Permits to Carry and Sensitive PlacesThe District Court continued: Also, at oral argument the State attempted to minimize the plain language of the legislation by suggesting that the only real injury to the gun owner is “having to ask for permission.” [Id. at 67.] Again, Defendants miss the mark. Putting aside how a gun owner goes about asking the question whether the private owner consents, Defendants’ position, in essence, requires a gun owner in certain cases to “read his neighbor’s mind.” Other than suggesting that the permit holder check the establishment’s website or make a call to a property owner, Defendants offered little guidance as to how a holder of a permit to carry a firearm would know whether he had consent before his possession of a firearm made him criminally liable.

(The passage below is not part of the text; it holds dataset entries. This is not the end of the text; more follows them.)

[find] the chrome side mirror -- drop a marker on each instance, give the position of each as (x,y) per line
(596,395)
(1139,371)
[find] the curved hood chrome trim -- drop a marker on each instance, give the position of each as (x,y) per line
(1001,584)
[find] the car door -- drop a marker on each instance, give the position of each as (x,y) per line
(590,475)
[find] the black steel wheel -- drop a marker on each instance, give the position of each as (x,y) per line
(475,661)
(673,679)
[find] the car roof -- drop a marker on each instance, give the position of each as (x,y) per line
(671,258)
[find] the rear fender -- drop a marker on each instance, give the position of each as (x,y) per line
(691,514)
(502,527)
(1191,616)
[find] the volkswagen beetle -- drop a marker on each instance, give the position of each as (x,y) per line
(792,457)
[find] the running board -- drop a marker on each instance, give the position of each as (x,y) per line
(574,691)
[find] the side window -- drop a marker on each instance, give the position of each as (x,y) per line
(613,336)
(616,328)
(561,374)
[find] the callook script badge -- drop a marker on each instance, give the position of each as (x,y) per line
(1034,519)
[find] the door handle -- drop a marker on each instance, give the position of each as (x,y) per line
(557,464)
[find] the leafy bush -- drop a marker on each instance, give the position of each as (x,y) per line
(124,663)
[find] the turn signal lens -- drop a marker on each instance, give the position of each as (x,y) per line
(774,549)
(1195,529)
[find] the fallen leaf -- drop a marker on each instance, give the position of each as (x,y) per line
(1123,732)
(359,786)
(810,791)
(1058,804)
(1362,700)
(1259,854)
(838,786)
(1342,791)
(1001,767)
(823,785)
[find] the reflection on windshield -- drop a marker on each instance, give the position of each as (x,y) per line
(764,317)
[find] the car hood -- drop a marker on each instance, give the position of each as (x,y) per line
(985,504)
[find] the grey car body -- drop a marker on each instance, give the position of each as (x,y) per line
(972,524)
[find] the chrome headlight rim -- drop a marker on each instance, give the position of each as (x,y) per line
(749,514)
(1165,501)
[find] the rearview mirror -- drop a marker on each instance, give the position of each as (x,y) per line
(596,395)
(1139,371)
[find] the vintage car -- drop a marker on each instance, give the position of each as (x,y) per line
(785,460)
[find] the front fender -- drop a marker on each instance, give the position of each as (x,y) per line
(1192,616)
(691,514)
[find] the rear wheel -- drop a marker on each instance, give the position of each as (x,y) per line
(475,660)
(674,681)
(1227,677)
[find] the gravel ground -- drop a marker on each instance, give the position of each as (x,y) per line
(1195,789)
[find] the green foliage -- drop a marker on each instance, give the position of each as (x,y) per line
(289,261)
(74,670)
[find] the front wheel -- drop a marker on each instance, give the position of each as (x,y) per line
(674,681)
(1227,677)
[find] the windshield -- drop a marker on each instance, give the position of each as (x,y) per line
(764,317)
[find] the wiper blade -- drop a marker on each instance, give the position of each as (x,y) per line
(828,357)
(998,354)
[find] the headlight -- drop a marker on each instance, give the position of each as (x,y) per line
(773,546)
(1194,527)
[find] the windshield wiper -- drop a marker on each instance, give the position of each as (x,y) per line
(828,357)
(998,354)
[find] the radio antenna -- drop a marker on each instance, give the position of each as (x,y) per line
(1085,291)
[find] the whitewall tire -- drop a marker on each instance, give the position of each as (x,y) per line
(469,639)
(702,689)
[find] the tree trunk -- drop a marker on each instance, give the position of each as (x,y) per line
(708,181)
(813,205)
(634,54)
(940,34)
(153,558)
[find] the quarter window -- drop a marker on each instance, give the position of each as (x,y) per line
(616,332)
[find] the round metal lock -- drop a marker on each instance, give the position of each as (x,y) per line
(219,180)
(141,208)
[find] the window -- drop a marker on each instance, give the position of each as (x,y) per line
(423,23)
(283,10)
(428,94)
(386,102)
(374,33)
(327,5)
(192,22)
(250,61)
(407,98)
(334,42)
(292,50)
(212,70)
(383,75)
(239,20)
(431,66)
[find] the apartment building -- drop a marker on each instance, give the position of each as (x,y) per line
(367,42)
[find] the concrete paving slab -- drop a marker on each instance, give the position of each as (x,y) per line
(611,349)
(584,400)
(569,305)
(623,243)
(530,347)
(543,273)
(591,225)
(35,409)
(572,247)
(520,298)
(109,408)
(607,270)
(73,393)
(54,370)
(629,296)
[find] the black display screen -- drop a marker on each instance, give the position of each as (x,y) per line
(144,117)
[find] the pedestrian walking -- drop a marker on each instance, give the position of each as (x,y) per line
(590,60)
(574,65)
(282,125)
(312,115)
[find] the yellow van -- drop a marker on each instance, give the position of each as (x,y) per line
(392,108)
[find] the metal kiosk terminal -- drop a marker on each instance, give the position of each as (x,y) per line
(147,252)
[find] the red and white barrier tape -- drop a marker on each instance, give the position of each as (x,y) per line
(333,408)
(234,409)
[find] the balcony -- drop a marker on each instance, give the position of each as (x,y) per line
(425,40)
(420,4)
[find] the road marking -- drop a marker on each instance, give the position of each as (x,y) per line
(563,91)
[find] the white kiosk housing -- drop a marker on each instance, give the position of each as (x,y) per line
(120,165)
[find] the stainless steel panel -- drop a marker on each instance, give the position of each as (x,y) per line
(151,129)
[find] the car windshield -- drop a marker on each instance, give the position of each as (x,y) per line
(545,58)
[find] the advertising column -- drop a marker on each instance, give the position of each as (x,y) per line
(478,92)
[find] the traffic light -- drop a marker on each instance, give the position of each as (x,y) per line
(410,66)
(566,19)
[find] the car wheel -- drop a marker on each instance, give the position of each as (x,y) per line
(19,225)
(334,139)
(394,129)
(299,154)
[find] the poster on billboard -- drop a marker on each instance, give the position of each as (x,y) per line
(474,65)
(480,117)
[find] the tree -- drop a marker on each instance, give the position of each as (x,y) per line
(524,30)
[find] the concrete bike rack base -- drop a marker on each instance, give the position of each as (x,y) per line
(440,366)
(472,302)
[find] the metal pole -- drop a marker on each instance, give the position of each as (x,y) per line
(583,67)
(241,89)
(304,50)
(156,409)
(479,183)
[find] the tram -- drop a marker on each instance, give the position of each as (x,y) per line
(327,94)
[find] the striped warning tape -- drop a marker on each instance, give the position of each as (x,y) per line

A fundamental basic principle has long undergirded criminal law in this country, “namely, the importance of showing what Blackstone called ‘a vicious will.’” Rehaif v. United States, 139 S. Ct. 2191, 2196 (2019) (citing 4 W. Blackstone, Commentaries on the Law of England 21 (1769)). “The understanding that an injury is criminal only if inflicted knowingly ‘is as universal and persistent in mature systems of law as belief in freedom of the human will and a consequent ability and duty of the normal individual to choose between good and evil.’” Id. (citations omitted). It is this “knowingly” requirement that helps to “separate those who understand the wrongful nature of their act from those who do not.” U.S. v. Xb. The cases in which the Supreme Court has emphasized the importance of scienter to separate wrongful from innocent acts are legion. See Rehaif, 139 S. Ct. at 2196–97 (collecting cases). But here, by Defendant’s own admission, the wrongful conduct includes scenarios in which the permit holder does not know, or even know how to know, if he has the owner’s consent to carry until it is too late. This, by definition, is the criminalization of an innocent act, to wit, the lawful possession of a firearm. Stated differently, by removing any requirement of a permit holder’s mens rea, the legislation punishes an individual for the exercise of his Second Amendment rights. In sum, no matter how the State tries to dress up Section 7(a)(24),24 the legislation presents considerable constitutional problems.

The State is accustomed to courts finding creative ways to justify their position. This is especially true when a statute is challenged as unconstitutional since the Judiciary is supposed to give enhanced deference to the Legislature. This could explain the State’s and Legislature’s complacence is passing and supporting the unconstitutional statue at issue.